I am going to share with you a story that I came across last year and have been following ever since. It has all the elements that I look for in a good story, especially in these challenging times; it sits at the heart of a community, it is borne out of necessity, it empowers young people and has a heroine!


It starts when lockdowns were first implemented across the country last year as people lost their jobs and struggled to make ends meet. This was the reality for many residents of the Kingsmead estate, Hackney. Another reality for the estate were the high levels of youth violence prior to the pandemic. This combination could potentially have led to heightened tensions within the community, but what happened was quite the opposite. This reverse was due to the deliberate intervention of Joyclen Brodie-Mends who “decided to make sure that the estate and the community surrounding it had the support they desperately needed.”


Joyclen is the founder of youth organisation 365, helping young people in the area. She set up a community food shop at the beginning of the pandemic as a way of helping those in need. The scale of the task was huge – delivering over 30,000 hot meals and being able to deliver food bags to 300 households over a weekend – Joyclen decided to enlist young people, living locally to help with the project. 20 teenagers signed up to help, from sourcing the food, to packaging and delivery.


Speaking about her project and the impact it has had on those she enlisted to help Joyclen said “it’s something engaging and meaningful to do in their communities and gets them off the estates.

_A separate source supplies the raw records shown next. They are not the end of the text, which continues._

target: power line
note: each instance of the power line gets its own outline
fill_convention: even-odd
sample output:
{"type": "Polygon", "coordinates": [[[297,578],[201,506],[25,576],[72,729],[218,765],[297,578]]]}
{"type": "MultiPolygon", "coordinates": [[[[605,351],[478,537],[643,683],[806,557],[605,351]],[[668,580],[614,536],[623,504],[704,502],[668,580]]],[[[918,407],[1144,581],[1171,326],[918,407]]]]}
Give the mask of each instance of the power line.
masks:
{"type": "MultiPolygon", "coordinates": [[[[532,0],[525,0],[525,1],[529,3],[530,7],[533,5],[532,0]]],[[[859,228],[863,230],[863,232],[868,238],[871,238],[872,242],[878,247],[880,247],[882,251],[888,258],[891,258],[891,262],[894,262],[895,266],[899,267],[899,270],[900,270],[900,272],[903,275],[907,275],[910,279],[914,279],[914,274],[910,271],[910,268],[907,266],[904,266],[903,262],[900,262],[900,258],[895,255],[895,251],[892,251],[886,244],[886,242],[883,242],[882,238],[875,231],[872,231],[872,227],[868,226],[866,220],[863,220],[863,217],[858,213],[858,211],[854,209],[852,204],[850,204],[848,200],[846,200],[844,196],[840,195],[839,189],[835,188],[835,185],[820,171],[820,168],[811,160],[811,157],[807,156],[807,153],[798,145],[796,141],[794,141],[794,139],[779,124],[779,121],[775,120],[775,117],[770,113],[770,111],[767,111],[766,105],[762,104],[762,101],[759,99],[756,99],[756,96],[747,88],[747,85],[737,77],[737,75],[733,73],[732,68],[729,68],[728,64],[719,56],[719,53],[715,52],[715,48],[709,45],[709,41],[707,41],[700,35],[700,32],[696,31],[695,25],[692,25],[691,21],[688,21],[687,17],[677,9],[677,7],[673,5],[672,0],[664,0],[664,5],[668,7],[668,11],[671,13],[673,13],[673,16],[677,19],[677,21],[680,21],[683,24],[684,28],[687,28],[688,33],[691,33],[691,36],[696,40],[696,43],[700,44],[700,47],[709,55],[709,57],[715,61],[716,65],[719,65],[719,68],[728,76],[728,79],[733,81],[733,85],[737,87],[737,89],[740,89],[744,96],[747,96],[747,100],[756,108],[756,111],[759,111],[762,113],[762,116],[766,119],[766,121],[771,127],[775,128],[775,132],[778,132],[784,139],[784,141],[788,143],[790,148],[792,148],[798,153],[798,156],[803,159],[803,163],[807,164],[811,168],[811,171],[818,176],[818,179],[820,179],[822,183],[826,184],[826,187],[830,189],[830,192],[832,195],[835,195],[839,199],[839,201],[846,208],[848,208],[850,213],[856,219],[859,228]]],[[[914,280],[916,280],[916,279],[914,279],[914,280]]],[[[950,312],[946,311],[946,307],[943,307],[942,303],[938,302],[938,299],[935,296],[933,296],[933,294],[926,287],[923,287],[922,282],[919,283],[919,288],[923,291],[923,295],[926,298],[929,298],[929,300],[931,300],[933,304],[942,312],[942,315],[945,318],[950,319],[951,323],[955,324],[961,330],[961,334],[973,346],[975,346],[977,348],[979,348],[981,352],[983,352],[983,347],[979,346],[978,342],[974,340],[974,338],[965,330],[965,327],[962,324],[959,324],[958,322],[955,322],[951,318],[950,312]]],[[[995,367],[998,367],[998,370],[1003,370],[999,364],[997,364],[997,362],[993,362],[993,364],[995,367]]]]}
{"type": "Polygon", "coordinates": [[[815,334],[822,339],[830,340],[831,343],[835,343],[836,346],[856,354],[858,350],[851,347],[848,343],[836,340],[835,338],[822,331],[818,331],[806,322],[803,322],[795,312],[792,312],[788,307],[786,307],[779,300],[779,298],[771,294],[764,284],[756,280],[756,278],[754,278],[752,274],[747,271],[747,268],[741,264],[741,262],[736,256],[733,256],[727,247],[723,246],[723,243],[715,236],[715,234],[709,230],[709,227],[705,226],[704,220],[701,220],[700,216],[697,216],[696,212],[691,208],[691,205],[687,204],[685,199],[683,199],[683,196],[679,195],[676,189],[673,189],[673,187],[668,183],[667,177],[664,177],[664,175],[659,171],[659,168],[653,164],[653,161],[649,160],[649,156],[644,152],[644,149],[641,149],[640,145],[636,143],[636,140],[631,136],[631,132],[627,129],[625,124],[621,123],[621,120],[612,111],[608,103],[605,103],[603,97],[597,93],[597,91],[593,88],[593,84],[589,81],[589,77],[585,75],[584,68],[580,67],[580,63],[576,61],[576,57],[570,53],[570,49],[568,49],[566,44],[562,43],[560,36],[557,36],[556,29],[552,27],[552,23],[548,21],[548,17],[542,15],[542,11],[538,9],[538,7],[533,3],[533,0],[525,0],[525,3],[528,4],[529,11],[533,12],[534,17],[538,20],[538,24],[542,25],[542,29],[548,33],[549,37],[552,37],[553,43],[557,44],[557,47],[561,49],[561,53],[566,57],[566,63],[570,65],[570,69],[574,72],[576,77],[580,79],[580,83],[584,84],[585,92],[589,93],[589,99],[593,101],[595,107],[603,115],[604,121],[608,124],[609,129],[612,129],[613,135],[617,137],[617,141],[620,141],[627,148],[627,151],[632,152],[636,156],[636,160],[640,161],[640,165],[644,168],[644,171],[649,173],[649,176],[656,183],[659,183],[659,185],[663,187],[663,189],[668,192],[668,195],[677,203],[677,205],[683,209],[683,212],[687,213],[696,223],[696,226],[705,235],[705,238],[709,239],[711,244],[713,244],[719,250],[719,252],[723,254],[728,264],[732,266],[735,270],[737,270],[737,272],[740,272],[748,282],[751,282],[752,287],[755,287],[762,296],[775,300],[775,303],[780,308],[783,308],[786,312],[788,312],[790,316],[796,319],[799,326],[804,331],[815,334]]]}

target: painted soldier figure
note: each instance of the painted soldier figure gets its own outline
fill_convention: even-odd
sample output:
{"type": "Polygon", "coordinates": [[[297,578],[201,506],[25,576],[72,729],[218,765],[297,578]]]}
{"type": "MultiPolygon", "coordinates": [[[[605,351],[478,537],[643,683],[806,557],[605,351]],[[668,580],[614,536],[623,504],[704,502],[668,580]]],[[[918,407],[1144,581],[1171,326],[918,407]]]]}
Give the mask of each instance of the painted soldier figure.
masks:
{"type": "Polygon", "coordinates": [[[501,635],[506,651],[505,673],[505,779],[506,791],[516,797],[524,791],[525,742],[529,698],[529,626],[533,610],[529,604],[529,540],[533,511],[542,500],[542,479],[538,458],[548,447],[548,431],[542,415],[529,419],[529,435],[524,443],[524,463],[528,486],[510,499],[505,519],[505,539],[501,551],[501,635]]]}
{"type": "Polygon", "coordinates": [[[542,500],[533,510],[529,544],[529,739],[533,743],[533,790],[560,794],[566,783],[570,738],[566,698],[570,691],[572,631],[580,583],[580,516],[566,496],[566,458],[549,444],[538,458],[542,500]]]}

Young people are usually associated with crime and negativity. We want to empower them and show there is nothing off-limits for young people.”


Listening to the teenagers speak of their involvement with the project you get a real sense of pride and purpose. It has also been directly linked to them taking a different direction as Marvin explains “I’ve lived on the estate my whole life. I’ve seen friends go down the bad path, I didn’t want to go down that path.” As one of the older members of the group Marvin also believes he can have a positive impact on the younger ones “I feel like they look up to me and I might change someone’s outlook.”


I think it is fair to say, The Community Shop is a success story!